Peristiwa tersebut terjadi pada Rabu, 10 Juni 2026, sekitar pukul 22.15 WIB. Bus Damri yang tengah melintas di ruas Jalan Raya Semuntai menjadi sasaran pelemparan batu oleh pelaku sehingga mengakibatkan kerusakan pada bagian kendaraan. Atas kejadian itu, pihak korban yang diwakili oleh Sugeng Wahono kemudian melaporkan peristiwa tersebut kepada pihak kepolisian.
Menindaklanjuti laporan yang diterima, jajaran Polsek Mukok pada Kamis, 11 Juni 2026, mulai pukul 08.00 WIB langsung melakukan serangkaian penyelidikan dan pengumpulan bahan keterangan di sekitar lokasi kejadian.
Langkah cepat tersebut dilakukan guna mengungkap identitas pelaku dan mencegah terulangnya tindakan serupa yang dapat membahayakan keselamatan pengguna jalan.

Dari hasil penyelidikan di lapangan dan keterangan sejumlah warga, petugas memperoleh informasi yang mengarah kepada dua remaja berinisial AP (13) dan AD (16), warga Dusun Sungai Kunyit, Desa Sungai Kunyit, Kecamatan Sekadau Hilir, Kabupaten Sekadau.
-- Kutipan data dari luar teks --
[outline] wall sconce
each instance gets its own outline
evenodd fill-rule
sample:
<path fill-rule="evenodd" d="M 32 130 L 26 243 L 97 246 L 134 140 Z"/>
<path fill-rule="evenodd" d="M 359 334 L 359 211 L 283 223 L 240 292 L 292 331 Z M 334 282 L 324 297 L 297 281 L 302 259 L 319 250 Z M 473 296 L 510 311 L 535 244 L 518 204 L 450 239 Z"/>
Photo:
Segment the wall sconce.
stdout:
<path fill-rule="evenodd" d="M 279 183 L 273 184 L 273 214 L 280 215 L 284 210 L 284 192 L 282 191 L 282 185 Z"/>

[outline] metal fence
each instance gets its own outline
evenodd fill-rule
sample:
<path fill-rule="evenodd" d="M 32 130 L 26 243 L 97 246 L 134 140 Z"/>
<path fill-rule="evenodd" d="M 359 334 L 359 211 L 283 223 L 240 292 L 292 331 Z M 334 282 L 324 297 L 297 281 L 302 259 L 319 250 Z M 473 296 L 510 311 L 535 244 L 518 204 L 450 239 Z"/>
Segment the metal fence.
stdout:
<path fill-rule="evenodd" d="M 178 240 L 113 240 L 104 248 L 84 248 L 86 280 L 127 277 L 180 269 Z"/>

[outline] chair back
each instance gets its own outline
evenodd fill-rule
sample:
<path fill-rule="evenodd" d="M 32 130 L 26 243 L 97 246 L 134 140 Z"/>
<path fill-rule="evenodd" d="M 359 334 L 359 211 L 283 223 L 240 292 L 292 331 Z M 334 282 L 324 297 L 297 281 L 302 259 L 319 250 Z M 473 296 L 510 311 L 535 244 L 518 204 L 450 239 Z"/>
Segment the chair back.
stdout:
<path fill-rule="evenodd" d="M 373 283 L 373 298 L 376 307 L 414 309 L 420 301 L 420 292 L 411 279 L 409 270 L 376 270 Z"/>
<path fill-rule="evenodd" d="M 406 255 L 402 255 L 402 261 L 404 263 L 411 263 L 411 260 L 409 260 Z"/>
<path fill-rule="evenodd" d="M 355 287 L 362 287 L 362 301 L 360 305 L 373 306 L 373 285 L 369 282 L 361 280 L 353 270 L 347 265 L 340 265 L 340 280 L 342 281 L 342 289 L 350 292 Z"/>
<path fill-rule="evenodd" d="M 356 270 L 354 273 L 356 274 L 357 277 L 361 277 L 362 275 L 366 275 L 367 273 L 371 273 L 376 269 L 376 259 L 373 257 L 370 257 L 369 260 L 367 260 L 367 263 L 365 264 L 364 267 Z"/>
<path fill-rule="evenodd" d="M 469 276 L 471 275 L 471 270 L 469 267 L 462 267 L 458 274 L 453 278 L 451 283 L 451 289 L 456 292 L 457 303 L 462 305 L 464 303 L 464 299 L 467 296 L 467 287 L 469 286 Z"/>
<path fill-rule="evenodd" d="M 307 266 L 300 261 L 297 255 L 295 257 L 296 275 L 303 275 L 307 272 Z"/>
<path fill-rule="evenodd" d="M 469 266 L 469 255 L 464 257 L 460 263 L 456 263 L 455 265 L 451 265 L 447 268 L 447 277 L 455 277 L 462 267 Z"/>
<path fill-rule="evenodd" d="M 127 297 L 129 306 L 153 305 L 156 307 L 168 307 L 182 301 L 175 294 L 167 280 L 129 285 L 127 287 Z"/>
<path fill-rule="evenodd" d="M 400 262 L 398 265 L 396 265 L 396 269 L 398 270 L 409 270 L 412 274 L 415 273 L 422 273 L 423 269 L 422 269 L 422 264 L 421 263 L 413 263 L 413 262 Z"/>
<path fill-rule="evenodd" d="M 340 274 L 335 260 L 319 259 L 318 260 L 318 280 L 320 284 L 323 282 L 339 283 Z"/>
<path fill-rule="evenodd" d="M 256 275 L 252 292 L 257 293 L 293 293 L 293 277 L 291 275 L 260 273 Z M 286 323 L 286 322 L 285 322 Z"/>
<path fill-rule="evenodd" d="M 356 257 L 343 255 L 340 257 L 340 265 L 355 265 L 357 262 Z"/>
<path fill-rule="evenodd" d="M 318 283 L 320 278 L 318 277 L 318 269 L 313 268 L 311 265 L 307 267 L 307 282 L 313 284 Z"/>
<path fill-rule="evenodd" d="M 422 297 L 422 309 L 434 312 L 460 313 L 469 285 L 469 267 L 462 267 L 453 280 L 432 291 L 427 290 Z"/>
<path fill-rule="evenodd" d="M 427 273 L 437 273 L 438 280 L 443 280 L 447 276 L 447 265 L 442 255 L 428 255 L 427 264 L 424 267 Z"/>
Informasi tersebut kemudian ditindaklanjuti oleh tim gabungan Polsek Mukok.
Kanit Reskrim, Kanit Intelkam, dan Bhabinkamtibmas Polsek Mukok selanjutnya bergerak menuju kediaman para terduga pelaku di Dusun Sungai Kunyit. Setelah dilakukan pemeriksaan awal dan interogasi, keduanya mengakui telah melakukan pelemparan terhadap bus Damri menggunakan batu yang diambil di sekitar depan Gereja Semuntai.